A birthday party is a terrible place for anyone to find out a family secret, and perhaps most of all for a teenage girl. The titular Chiara suspects her father has something to hide as her older sister’s celebration rolls on with dancing and toasts. Her handsome babbo seems edgy, holding back from the festivities. Like Chiara, we’ll watch as he flees the scene outside of the party and a car soon explodes, a fitting metaphor for a comfortable living being blown to smithereens. Jonas Carpignano’s film deals with dark issues and the dilemmas they pose, but with a wavering fly-on-the-wall detachment that lets us feel their power only unevenly.

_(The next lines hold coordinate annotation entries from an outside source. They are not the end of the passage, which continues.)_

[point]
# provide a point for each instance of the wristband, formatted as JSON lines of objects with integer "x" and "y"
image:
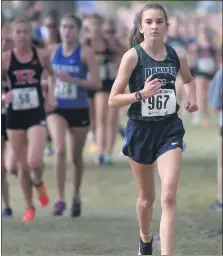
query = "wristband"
{"x": 143, "y": 95}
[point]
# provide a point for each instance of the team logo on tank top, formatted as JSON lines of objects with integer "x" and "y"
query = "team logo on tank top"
{"x": 163, "y": 103}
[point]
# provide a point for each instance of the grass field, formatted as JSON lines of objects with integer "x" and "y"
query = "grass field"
{"x": 108, "y": 225}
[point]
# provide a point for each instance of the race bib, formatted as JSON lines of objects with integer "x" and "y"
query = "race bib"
{"x": 161, "y": 104}
{"x": 206, "y": 65}
{"x": 25, "y": 98}
{"x": 65, "y": 91}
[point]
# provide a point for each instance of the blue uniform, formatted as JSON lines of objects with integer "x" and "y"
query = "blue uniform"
{"x": 154, "y": 127}
{"x": 72, "y": 99}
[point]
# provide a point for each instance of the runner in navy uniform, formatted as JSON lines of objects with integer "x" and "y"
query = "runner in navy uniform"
{"x": 71, "y": 61}
{"x": 26, "y": 115}
{"x": 154, "y": 131}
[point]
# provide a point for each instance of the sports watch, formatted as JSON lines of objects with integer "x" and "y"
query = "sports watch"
{"x": 138, "y": 96}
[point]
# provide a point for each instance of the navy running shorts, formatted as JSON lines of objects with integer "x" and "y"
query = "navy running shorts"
{"x": 145, "y": 141}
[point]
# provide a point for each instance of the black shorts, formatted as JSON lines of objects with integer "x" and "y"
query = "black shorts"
{"x": 74, "y": 117}
{"x": 25, "y": 119}
{"x": 145, "y": 142}
{"x": 3, "y": 131}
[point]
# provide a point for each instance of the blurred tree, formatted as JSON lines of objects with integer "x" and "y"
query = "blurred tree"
{"x": 59, "y": 7}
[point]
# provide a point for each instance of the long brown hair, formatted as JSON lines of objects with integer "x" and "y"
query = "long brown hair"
{"x": 135, "y": 36}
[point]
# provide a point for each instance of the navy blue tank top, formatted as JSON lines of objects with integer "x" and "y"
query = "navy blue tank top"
{"x": 70, "y": 96}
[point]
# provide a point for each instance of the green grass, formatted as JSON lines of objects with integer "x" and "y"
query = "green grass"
{"x": 108, "y": 225}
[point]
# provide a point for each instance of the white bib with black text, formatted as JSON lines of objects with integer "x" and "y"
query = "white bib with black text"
{"x": 65, "y": 91}
{"x": 161, "y": 104}
{"x": 25, "y": 98}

Chiara (Swamy Rotolo) has been leading a decent, rather mindless teenage existence in lower middle-class Calabria, hanging out with her pals and playing around with her phone. Her dad’s sudden disappearance leads to all kinds of unpleasant discoveries, from a hidden compartment in the house to the sickening realization that her mother and older sister know far more than she does and are stubbornly denying anything’s wrong. Chiara’s acting out against their lies and evasions will lead to her forced separation from the family and a quest to find the truth.

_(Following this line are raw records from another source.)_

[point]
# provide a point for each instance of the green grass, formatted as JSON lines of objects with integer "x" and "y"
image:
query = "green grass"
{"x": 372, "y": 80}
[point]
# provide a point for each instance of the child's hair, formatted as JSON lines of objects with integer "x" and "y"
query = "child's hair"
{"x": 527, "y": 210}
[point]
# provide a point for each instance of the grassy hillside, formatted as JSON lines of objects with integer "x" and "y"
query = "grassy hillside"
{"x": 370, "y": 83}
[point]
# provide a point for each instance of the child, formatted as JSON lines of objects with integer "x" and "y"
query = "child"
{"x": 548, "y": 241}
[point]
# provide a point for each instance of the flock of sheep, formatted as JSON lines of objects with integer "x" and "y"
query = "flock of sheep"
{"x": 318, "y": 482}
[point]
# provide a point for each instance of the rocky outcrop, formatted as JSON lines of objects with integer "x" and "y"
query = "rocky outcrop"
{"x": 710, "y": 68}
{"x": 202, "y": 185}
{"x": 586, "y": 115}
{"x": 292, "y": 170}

Naturalistic and reflective of grim social conditions, A Chiara recalls two recent European films spotlighting young girls with their backs to the wall. Wildland got up close to a teenager ensnared by an outwardly loving crime family. Happening, a story of a young woman’s coping with an unplanned pregnancy, conveyed the sense of entrapment and fear when a sudden predicament throws up unspoken barriers between loved ones. Both of these movies hit harder than A Chiara, partly because the performances at their centers are stronger. The camera sticks straight-on to lead actress Rotolo’s oval face, often tense but blank and revealing little; the currently modishly gamble of casting nonprofessional actors in leading roles may have delivered an expressive shortfall here. In a similar vein, trendily long, loose takes remove the edge from potentially charged scenes.

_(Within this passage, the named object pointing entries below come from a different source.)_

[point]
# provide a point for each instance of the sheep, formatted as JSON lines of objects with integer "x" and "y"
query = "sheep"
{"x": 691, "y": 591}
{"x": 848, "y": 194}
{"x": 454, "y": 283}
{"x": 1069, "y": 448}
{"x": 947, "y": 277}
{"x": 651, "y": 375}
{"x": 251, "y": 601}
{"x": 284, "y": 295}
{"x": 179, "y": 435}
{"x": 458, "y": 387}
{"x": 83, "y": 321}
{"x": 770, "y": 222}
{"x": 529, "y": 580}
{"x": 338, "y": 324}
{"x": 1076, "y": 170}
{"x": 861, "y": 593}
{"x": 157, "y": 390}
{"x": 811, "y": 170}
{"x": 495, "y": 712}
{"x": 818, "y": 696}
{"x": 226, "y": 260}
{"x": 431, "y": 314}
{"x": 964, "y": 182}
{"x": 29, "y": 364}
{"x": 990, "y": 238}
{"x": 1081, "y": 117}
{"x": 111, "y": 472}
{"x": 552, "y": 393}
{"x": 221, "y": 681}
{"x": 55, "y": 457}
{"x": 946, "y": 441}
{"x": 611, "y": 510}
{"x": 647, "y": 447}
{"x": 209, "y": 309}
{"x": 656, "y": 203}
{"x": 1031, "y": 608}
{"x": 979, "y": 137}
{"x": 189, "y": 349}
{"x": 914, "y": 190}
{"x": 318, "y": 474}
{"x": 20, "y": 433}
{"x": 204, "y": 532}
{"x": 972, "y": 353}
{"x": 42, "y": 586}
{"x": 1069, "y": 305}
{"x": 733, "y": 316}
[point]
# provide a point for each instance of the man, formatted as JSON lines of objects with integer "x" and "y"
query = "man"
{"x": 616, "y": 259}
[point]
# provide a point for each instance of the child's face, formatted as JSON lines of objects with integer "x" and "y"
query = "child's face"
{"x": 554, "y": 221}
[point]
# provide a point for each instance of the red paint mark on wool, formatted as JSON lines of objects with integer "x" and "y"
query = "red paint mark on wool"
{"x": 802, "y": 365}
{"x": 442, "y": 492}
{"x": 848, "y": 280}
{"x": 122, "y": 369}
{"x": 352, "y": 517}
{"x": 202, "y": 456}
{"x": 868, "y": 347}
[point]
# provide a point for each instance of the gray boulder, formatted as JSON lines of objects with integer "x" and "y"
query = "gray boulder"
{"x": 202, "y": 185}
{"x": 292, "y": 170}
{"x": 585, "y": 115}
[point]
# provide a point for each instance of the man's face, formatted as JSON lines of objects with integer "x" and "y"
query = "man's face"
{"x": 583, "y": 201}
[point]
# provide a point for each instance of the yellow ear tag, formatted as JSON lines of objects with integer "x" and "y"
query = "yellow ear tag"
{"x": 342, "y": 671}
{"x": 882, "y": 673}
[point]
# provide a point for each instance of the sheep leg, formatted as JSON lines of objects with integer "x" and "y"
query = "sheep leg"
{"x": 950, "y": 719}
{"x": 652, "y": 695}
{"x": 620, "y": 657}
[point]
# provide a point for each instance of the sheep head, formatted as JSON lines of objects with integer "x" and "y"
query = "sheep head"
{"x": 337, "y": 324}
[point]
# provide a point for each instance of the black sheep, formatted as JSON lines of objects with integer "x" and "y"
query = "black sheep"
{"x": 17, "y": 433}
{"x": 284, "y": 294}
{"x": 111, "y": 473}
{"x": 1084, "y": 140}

A few barbed touches give some edge to A Chiara, which, although not absolutely compelling, is atmospheric and never uninteresting. Calabrian life, as depicted here, moves in step with corruption that can be either purposefully pursued or casually accepted, but is always expected. A walk through a Roma Gypsy community sets off a warning spark in Chiara’s mind—and ours. A scene where a teenager eludes authority by folding herself into a pack of fellow teens rings totally true, and an encounter with a figure on a foggy morning evokes the Weird Sisters scare from Macbeth, fateful and vibrating with betrayal. This is the third film Carpignano has made about a matter-of-factly tragic part of modern-day Italy, and moments like these make us anticipate another one, this time with the material’s dramatic potential shaped with a stronger hand.